A demonstration has been planned to protest a contentious new book about ZANU PF's land grab campaign, which is painted as a 'success' by the book's authors.
"Zimbabwe Takes Back its Land" was written by three scholars and aims to counter "the dominant media narratives of oppression and economic stagnation in Zimbabwe."
The authors are Dr. Joseph Hanlon, Jeanette Manjengwa from the University of Zimbabwe and Dr. Teresa Smart. The book's blurb reads that a decade after the land grabs started, "the land reform story is a contrast to the dominant media narratives of oppression and economic stagnation. Zimbabwe Takes Back its Land offers a more positive and nuanced assessment of land reform in Zimbabwe.
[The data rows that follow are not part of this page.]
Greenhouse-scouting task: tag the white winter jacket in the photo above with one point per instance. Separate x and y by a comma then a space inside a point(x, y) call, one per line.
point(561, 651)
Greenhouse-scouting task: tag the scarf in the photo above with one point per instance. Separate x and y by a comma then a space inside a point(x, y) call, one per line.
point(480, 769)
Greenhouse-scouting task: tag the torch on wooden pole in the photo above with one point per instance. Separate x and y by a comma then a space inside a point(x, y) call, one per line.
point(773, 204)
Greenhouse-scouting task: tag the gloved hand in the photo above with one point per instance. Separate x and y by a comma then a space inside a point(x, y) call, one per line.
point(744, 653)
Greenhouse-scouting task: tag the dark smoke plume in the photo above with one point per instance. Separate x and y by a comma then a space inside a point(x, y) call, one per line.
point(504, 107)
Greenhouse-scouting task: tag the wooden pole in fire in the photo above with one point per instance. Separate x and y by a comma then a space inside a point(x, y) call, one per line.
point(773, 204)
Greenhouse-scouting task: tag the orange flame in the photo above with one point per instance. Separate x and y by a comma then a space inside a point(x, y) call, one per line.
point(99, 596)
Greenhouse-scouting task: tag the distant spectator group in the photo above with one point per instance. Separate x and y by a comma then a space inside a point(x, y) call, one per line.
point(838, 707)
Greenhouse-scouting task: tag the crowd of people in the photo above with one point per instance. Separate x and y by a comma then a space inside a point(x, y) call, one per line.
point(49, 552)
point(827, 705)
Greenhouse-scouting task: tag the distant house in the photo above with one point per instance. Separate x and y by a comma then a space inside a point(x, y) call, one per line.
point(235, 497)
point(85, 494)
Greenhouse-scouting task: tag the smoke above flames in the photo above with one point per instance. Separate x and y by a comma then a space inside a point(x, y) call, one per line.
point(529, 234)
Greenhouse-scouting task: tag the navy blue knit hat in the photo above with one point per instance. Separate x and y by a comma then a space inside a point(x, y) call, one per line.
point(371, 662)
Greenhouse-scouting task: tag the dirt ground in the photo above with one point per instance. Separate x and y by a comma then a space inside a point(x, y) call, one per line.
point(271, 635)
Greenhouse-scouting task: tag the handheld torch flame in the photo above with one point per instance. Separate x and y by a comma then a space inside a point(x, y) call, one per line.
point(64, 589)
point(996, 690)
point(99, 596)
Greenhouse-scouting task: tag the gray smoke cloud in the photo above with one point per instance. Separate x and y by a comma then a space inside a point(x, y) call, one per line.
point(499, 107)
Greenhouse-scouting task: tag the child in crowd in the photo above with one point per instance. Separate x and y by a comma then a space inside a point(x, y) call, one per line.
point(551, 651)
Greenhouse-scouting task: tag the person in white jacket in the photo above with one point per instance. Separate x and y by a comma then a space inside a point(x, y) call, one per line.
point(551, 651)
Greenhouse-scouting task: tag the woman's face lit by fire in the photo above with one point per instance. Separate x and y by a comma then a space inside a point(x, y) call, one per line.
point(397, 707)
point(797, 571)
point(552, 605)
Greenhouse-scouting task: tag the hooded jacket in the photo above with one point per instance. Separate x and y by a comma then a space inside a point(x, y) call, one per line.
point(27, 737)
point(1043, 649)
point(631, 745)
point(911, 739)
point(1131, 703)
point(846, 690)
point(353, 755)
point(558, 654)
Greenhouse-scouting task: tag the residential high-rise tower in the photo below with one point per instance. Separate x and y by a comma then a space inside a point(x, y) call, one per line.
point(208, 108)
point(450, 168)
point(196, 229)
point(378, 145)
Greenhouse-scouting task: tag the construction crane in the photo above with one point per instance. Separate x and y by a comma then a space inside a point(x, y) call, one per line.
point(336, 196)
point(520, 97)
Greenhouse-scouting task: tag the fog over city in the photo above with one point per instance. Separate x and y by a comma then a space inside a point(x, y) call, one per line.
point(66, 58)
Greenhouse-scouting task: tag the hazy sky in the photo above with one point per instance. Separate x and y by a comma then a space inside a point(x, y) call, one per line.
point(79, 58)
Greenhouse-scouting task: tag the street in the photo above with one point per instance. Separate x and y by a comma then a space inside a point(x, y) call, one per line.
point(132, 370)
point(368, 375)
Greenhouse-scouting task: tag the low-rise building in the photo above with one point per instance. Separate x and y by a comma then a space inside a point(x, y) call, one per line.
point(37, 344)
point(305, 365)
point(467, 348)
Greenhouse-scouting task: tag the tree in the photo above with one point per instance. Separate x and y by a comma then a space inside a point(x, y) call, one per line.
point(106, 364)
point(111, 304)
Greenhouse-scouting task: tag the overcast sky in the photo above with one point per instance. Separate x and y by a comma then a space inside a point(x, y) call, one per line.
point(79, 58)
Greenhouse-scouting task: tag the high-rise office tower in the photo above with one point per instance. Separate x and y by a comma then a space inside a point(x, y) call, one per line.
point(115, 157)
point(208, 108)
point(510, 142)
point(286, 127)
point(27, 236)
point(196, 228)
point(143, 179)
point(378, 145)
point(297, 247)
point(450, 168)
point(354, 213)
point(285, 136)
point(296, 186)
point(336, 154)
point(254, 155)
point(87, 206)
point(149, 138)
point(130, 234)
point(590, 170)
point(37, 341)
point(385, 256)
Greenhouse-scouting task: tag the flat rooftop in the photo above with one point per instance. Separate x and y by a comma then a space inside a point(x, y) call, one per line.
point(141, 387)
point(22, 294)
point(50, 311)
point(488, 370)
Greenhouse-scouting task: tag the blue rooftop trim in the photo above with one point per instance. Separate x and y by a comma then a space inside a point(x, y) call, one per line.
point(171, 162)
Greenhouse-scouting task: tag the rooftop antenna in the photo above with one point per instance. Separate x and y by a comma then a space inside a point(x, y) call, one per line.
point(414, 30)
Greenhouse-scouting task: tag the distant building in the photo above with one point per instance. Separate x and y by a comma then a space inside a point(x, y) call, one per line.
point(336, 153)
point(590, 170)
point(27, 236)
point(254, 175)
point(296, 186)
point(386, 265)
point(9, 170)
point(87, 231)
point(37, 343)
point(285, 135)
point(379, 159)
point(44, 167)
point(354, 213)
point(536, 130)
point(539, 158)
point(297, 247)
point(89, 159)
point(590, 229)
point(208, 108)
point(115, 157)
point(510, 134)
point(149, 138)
It does not minimize the depredations of the Mugabe regime; indeed it stresses that the land reform was organized by liberation war veterans acting against President Mugabe and his cronies and their corruption."
The authors are this week in London discussing their research findings, collated after spending a month in the country last year.
London based protest group the Zimbabwe Vigil has now planned a demonstration outside one of the events where the authors will be speaking, insisting that the information is misleading and the book "sanitizes" a devastating decade of abuse. The demonstration will take place on Thursday evening at Chatham House.
The Vigil's Dennis Benton told SW Radio Africa on Monday that, after reading the book, he found the information to be "contentious," and "misleading," saying the book is written from an inherently "racist basis."
"It is full of statistics that are impossible if you have spent such a short time researching the details. It is also written from the basis that if you are white, you are not Zimbabwean," Benton explained.
In its open letter to Chatham House, the Vigil said: "We believe the illegal and violent seizure of commercial farms is an abuse of human rights. British courts have found this to be the case."
"If, as claimed in the book, agricultural production is returning to former levels, the Vigil warmly welcomes it. But this assertion does not square with the statement by the UN that 1.6 million Zimbabweans are facing starvation - some 12% of the population - and for yet another year Zimbabwe needs international food aid."
The letter adds: "Whether or not the agricultural situation is improving, and it could hardly fail to, the land seizures were illegal under international law and the SADC treaty. This has fatally undermined agriculture sector finance, especially since Zimbabwe has yet to meet its legal obligations to pay compensation."